Current FDA Labeling Policy
[[Slide 11]] Next, we returned to labeling issues and tried to get at consumers’ attitudes another way, by asking whether people favored the current FDA policy regarding foods produced using biotechnology. We told them the policy requires special labeling “only when biotechnology’s use substantially changes the food’s nutritional content, or when a potential safety issue such as a food allergen is identified. Otherwise, special labeling is not required.”
Sixty-three percent of respondents supported the current FDA policy, while 19 percent opposed it. In fact, every survey we have conducted since 1997 has found a strong majority of Americans support this FDA labeling policy.
Consumers’ Favored Uses
When we looked more generally at the most favored uses of food biotechnology, reducing pesticide applications topped the list, followed by keeping food prices stable, and helping feed undernourished people around the world. [[Slide 12]]
Mr. Chairman, in closing, let me emphasize that in our nearly two decades of consumer research, we’ve learned that consumers are supportive of the many benefits of food and agricultural biotechnology when clearly articulated.

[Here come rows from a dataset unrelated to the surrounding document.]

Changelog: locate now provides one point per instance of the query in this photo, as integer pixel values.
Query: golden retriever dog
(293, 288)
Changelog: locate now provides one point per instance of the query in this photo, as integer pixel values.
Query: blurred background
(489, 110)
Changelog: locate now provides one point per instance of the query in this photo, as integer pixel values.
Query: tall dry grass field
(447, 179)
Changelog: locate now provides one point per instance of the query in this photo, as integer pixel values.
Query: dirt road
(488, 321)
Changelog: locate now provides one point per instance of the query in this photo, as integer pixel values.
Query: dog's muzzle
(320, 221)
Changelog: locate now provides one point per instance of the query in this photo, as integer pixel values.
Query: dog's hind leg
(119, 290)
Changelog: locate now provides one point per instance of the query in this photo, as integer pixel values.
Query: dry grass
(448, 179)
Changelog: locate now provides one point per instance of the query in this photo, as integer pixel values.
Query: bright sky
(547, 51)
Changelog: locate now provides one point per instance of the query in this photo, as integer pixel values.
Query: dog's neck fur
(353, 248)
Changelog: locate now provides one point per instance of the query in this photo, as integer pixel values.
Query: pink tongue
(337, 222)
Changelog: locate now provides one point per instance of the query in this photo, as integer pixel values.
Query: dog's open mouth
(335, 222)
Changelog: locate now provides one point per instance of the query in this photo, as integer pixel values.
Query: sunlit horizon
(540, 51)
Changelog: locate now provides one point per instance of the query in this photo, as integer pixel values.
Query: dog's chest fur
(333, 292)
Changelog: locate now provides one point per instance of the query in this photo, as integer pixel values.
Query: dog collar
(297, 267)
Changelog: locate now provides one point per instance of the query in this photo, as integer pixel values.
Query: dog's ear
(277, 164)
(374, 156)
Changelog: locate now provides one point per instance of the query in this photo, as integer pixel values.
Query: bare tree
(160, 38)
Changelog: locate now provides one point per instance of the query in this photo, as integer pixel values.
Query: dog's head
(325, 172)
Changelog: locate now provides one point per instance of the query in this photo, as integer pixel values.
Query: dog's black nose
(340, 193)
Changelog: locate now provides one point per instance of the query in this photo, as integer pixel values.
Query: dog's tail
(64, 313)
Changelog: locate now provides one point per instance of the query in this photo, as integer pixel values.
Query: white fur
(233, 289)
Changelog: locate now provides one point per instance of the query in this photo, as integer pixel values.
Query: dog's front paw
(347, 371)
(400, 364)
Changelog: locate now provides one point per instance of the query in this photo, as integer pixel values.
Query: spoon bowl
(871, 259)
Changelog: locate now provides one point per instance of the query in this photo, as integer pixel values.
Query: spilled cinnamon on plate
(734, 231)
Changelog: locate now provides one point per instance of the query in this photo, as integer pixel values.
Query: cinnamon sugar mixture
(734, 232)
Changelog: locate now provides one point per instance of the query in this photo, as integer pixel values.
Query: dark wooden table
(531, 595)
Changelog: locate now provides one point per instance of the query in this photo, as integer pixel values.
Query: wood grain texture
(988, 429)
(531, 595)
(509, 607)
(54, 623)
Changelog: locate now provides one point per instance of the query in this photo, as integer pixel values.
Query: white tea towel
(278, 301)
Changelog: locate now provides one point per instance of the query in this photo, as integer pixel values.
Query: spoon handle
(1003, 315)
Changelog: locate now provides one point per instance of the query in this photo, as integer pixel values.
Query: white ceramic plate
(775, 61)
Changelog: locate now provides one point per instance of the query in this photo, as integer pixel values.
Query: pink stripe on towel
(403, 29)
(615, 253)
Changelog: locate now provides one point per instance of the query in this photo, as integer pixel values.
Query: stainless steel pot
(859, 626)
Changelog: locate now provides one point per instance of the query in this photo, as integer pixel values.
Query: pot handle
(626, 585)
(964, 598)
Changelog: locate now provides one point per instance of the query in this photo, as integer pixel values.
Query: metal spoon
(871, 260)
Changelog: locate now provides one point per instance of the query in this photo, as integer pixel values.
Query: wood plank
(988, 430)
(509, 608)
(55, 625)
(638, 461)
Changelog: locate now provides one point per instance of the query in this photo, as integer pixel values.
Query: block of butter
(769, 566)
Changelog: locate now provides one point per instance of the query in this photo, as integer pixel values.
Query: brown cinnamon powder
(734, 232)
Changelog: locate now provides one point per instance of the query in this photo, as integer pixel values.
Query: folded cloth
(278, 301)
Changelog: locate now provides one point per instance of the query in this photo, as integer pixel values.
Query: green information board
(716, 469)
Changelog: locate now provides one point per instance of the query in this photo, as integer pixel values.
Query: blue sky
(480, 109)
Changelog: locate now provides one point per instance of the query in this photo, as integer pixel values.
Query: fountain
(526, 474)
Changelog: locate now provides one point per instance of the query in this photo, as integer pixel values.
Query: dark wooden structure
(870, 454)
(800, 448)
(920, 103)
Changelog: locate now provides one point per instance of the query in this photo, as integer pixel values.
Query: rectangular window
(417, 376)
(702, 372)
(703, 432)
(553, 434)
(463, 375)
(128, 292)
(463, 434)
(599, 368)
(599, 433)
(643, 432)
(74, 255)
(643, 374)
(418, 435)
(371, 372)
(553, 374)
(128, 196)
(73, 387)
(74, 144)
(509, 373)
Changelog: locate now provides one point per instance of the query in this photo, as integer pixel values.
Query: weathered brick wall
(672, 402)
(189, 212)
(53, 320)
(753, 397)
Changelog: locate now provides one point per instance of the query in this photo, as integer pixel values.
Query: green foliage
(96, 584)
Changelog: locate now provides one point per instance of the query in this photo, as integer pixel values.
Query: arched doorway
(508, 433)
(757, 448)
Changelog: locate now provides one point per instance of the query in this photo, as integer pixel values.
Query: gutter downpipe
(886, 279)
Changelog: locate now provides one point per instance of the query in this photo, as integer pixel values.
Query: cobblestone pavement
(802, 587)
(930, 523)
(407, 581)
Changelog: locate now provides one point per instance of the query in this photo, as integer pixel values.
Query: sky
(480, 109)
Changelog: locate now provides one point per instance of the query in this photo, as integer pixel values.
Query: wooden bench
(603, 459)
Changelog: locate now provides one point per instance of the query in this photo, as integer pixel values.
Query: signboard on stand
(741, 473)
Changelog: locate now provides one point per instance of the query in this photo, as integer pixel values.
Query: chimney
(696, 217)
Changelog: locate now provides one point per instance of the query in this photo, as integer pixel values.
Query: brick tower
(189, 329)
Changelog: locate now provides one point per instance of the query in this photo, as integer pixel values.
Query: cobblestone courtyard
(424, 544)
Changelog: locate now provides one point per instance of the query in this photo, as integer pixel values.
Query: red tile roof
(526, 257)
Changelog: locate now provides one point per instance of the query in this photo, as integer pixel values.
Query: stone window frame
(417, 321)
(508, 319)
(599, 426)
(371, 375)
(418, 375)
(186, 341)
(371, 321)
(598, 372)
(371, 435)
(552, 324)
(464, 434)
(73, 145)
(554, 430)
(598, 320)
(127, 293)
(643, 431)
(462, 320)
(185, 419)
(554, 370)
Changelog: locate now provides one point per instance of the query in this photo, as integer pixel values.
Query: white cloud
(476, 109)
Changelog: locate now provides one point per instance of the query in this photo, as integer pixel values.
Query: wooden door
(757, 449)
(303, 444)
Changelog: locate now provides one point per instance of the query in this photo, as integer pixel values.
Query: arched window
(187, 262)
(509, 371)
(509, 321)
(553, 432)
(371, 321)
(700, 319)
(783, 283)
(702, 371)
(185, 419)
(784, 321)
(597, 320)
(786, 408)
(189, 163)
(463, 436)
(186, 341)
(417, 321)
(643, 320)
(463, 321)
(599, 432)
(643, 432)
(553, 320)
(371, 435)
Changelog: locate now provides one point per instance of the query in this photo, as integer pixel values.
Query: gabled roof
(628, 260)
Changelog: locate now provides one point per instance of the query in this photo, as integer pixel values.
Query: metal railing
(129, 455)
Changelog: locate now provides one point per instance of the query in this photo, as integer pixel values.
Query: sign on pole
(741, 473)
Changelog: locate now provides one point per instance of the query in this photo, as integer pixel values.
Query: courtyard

The food label is not a playground for every bit of information someone might want to know. We rely on the FDA to ensure that the precious real estate available on a food label is reserved for important health, ingredient, and nutrition information, and it is clear that a strong majority of Americans have confidence in the FDA’s labeling policy for foods produced using biotechnology.
Thank you once again for this opportunity.